THE SYDNEY MORNING HERALD, 1860 OCTOBER 22, P. 2
This article gives a vivid picture of how much James Tyson had achieved by the age of 41. He was already becoming an iconic member of the squattocracy, not only for his personal success but also for what was seen as his important role in the economy of the country.
Note that the term squatting, which today is a pejorative description for people who occupy something they do not own, has a very different meaning in the history of Australian white settlement. When the British colonised the eastern part of Australia they considered it was essentially empty and did not belong to anyone (terra nullius), conveniently ignoring the indigenous population who had been here for 50,000 years or more, and so claimed it all as belonging to the Crown. As the colonies grew in the early to mid-1800s, the demand for beef, mutton and wool increased rapidly. The western parts of New South Wales contained land ideal for grazing sheep and cattle, so speculators would occupy large areas of unused Crown land.

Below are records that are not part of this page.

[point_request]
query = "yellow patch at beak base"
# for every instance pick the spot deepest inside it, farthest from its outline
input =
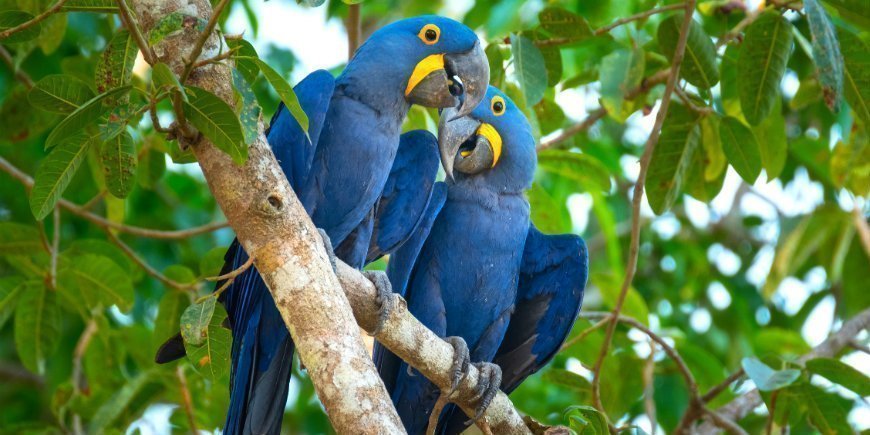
(424, 68)
(490, 133)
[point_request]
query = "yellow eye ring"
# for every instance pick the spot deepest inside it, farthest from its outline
(498, 105)
(429, 34)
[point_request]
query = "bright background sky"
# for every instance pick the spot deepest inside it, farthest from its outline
(321, 44)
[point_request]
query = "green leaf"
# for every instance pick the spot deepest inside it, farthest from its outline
(841, 373)
(620, 72)
(825, 412)
(856, 11)
(119, 164)
(856, 74)
(10, 290)
(115, 67)
(163, 77)
(215, 119)
(56, 172)
(37, 326)
(18, 239)
(59, 94)
(681, 134)
(285, 91)
(195, 321)
(119, 402)
(82, 117)
(101, 280)
(766, 378)
(765, 52)
(244, 57)
(587, 170)
(826, 53)
(13, 18)
(531, 74)
(772, 141)
(564, 24)
(740, 147)
(591, 422)
(249, 110)
(211, 359)
(699, 65)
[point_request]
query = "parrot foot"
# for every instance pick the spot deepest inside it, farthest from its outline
(488, 385)
(327, 243)
(461, 360)
(386, 298)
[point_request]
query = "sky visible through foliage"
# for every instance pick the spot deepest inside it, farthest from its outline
(753, 246)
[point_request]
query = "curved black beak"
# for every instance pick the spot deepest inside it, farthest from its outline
(450, 80)
(466, 144)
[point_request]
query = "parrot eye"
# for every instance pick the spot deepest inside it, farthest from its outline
(498, 106)
(429, 34)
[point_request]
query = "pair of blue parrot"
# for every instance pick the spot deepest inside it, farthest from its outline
(464, 254)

Often they would have no rights to the land, but later it would be legitimised through government leases and sometimes as freehold title. Some of these speculators were wealthy British free settlers, and others were entrepreneurial emancipated convicts or, as in the case of James Tyson, children of convicts. They were leading the push to settle remote areas of the country, and were generally held in high regard by the public of the day.

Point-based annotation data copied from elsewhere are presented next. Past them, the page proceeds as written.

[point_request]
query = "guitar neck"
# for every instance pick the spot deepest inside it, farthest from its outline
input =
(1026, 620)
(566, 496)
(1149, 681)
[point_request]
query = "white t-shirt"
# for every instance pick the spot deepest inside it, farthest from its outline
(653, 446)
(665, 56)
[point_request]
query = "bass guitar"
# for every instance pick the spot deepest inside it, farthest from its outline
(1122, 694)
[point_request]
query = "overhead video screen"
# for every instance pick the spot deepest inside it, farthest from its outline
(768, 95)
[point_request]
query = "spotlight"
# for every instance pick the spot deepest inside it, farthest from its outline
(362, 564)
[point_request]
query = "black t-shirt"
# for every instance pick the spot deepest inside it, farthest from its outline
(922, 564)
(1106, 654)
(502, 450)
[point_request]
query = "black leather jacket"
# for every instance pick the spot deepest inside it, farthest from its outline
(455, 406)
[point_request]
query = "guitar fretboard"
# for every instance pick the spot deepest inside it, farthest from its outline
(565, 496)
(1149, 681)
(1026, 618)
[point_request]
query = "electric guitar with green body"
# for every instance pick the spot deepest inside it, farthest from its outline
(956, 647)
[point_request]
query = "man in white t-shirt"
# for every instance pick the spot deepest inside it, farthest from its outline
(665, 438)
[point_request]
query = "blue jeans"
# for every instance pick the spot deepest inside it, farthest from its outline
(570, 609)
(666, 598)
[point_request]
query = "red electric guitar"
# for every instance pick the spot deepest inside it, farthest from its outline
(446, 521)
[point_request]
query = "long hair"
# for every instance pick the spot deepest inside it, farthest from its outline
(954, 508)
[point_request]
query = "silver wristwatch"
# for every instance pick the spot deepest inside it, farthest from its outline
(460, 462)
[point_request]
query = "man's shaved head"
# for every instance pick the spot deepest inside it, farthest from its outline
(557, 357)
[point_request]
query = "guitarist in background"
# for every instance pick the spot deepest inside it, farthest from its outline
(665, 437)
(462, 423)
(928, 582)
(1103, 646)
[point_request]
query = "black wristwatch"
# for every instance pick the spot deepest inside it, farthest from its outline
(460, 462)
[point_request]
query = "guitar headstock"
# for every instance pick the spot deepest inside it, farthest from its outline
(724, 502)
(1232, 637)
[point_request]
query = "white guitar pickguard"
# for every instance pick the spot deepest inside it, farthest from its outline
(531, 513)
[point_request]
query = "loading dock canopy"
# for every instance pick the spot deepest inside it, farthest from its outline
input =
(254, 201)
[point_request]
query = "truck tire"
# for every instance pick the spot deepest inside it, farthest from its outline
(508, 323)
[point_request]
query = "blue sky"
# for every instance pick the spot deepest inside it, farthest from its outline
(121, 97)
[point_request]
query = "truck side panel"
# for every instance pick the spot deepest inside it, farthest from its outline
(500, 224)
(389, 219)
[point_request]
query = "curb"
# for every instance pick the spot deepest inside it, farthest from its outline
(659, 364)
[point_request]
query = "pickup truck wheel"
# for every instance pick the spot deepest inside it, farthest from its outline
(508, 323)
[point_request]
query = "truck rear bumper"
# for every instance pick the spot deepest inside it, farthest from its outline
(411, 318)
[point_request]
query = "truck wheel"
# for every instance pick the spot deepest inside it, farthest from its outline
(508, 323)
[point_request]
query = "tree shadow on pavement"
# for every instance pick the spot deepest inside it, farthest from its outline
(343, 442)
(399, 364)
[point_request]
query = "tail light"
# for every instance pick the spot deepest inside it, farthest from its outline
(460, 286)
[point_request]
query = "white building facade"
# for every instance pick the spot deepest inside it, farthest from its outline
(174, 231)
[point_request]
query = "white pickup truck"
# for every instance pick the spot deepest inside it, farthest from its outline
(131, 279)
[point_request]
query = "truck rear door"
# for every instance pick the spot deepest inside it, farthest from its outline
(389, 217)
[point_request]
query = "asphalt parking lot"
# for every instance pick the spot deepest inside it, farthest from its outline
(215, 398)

Many of the squatters became influential in advancing their needs with the government. The term squattocracy was coined to describe squatters who had become the new aristocracy of the day.

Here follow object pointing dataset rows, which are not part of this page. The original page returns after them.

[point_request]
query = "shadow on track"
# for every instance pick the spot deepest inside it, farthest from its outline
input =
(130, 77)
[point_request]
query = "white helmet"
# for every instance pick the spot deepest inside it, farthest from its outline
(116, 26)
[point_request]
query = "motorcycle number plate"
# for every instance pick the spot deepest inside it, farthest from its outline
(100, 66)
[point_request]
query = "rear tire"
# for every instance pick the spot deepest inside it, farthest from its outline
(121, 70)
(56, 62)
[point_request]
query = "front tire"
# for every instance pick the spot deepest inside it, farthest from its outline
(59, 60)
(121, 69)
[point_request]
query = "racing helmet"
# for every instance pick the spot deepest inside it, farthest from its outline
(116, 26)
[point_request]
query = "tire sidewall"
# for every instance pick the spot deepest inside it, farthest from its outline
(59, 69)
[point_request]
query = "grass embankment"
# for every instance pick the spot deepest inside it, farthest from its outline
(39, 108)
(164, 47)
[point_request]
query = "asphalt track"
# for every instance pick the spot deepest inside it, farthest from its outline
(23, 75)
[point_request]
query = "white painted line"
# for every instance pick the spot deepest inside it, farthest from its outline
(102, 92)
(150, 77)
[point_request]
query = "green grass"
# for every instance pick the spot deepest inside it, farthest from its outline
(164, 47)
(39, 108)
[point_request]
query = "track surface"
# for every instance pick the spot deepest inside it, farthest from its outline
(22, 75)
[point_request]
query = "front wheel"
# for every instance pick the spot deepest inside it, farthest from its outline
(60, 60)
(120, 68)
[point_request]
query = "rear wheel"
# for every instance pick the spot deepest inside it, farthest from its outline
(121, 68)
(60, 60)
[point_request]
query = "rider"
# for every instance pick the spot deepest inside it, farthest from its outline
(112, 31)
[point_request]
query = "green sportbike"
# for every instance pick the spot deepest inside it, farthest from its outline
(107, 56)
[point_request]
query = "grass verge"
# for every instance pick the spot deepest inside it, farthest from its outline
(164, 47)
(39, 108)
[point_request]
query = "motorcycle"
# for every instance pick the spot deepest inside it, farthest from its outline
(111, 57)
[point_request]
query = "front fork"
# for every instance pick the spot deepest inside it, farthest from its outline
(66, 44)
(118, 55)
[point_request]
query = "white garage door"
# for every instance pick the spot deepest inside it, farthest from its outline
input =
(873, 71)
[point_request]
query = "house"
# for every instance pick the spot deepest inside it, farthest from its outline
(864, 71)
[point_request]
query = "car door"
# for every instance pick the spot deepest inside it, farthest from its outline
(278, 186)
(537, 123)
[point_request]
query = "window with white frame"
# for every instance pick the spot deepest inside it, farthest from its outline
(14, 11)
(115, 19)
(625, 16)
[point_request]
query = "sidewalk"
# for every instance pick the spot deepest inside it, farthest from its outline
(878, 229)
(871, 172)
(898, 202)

Here’s a transcription of the article:
SQUATTING IN THE DENILIQUIN DISTRICT. – Some notion may be formed of the grand scale in which squatting is carried on in these districts when we record the number of sheep to be shorn this season on the runs belonging to Mr. James Tyson as 80,000. The average weight of the wool is 3½ lbs. per sheep. This would give 280,000 lbs. of wool, which at 2s. per lb., would realise £28,000. If the sheep increase as we may expect, Mr. Tyson in five years will shear 500,000 sheep, giving employment to hundreds of men. – Pastoral Times.